On one occasion, Dogen said,

In the assembly of Zen master Bussho (Fuzhao), there was a monk who, when he was sick, wanted to eat meat. The master allowed him to do so. One night the master himself went to the infirmary and saw the sick monk eating meat in the dim lamplight. A demon was clinging to the monk's head, eating the meat. Although the monk thought he was putting it into his own mouth, it was not him, but the demon who was eating. After that whenever a monk fell ill, the master allowed him to eat because he knew he was possessed by demons.
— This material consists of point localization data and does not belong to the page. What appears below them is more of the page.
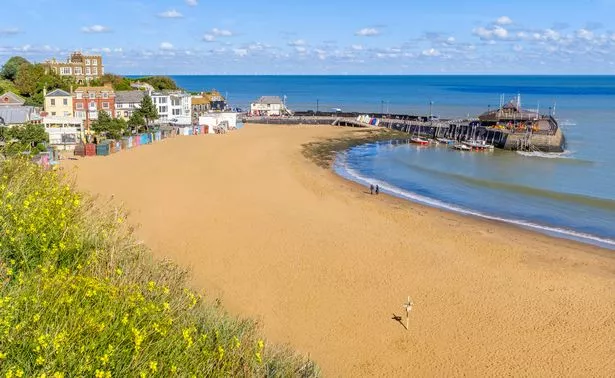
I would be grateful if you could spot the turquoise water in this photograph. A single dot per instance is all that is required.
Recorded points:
(569, 195)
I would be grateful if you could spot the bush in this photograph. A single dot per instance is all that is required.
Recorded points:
(79, 297)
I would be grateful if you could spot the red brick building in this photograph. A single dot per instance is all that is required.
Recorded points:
(89, 101)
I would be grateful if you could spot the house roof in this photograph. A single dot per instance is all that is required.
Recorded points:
(269, 100)
(127, 97)
(105, 88)
(200, 101)
(58, 93)
(16, 115)
(10, 98)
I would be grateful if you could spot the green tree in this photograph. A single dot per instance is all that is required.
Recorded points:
(12, 66)
(148, 110)
(136, 121)
(110, 127)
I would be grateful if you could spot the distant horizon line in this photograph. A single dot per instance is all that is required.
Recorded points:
(384, 75)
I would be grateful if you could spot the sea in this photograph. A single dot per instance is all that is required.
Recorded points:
(568, 195)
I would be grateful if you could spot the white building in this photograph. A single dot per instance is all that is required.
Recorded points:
(173, 107)
(126, 102)
(64, 132)
(268, 106)
(219, 120)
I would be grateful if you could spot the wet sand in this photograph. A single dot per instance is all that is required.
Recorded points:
(325, 266)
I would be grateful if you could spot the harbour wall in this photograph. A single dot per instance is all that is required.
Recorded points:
(458, 130)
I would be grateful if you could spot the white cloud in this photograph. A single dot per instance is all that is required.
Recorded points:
(166, 46)
(240, 52)
(171, 13)
(585, 34)
(95, 29)
(297, 43)
(367, 32)
(221, 32)
(431, 52)
(9, 31)
(504, 20)
(488, 34)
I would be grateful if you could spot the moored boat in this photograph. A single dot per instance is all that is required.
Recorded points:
(461, 147)
(419, 140)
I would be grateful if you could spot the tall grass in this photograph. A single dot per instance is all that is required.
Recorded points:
(78, 297)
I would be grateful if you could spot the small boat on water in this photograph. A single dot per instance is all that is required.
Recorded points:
(461, 147)
(445, 141)
(419, 140)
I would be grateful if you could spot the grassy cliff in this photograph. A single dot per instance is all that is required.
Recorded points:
(80, 297)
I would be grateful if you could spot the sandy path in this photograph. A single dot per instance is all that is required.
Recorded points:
(325, 266)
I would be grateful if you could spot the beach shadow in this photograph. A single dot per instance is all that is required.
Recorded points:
(398, 319)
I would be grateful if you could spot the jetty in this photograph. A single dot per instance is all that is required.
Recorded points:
(508, 127)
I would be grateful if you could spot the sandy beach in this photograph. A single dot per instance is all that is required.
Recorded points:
(324, 266)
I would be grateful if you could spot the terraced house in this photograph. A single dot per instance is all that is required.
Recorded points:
(89, 101)
(126, 102)
(82, 67)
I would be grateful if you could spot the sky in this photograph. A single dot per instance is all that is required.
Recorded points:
(399, 37)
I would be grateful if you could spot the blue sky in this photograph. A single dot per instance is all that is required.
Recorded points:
(318, 36)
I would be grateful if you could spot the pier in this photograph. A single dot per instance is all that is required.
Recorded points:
(548, 138)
Thinking about this story, we must carefully consider whether to allow it or not. There is also an instance of eating meat in the assembly of Goso Hoen (Wuzu Fayan). Whether allowing it or prohibiting it, the ancient masters surely had their own deep considerations.

That's from Zuimonki, Chapter 1-3, tonight's reading at the Monday night Zen service. Everybody has their own strong feelings about this issue, and it led to a lively and very interesting discussion.

What seemed more upsetting to most people, though, wasn't the killing of sentient beings for food per se, but the wasteful and unsustainable way the food's processed and distributed in Western, consumer society. Not that they condoned the killing, but if one must kill, must it be done so mindlessly, with so little compassion, with so little gratitude for the being giving up its own life for our sustenance?
It seems that to live is to kill. Even if we don't eat meat, we're killing and eating living plants for our protein needs. Meanwhile, we can't help but unknowingly breathe in and swallow tiny insects and microorganisms, and our very blood is full of hemoglobins and other cells whose sole function is to kill viruses and other foreign entities that enter our bloodstream.
Sensei points out that even our mere existence denies life to other potential beings, as the karmic position we occupy prevents some other lifeform from coming into existence.
I've heard many good arguments for vegetarianism, and relatively few cogent arguments against it. However, I still occasionally eat meat, although in smaller quantities than in the past.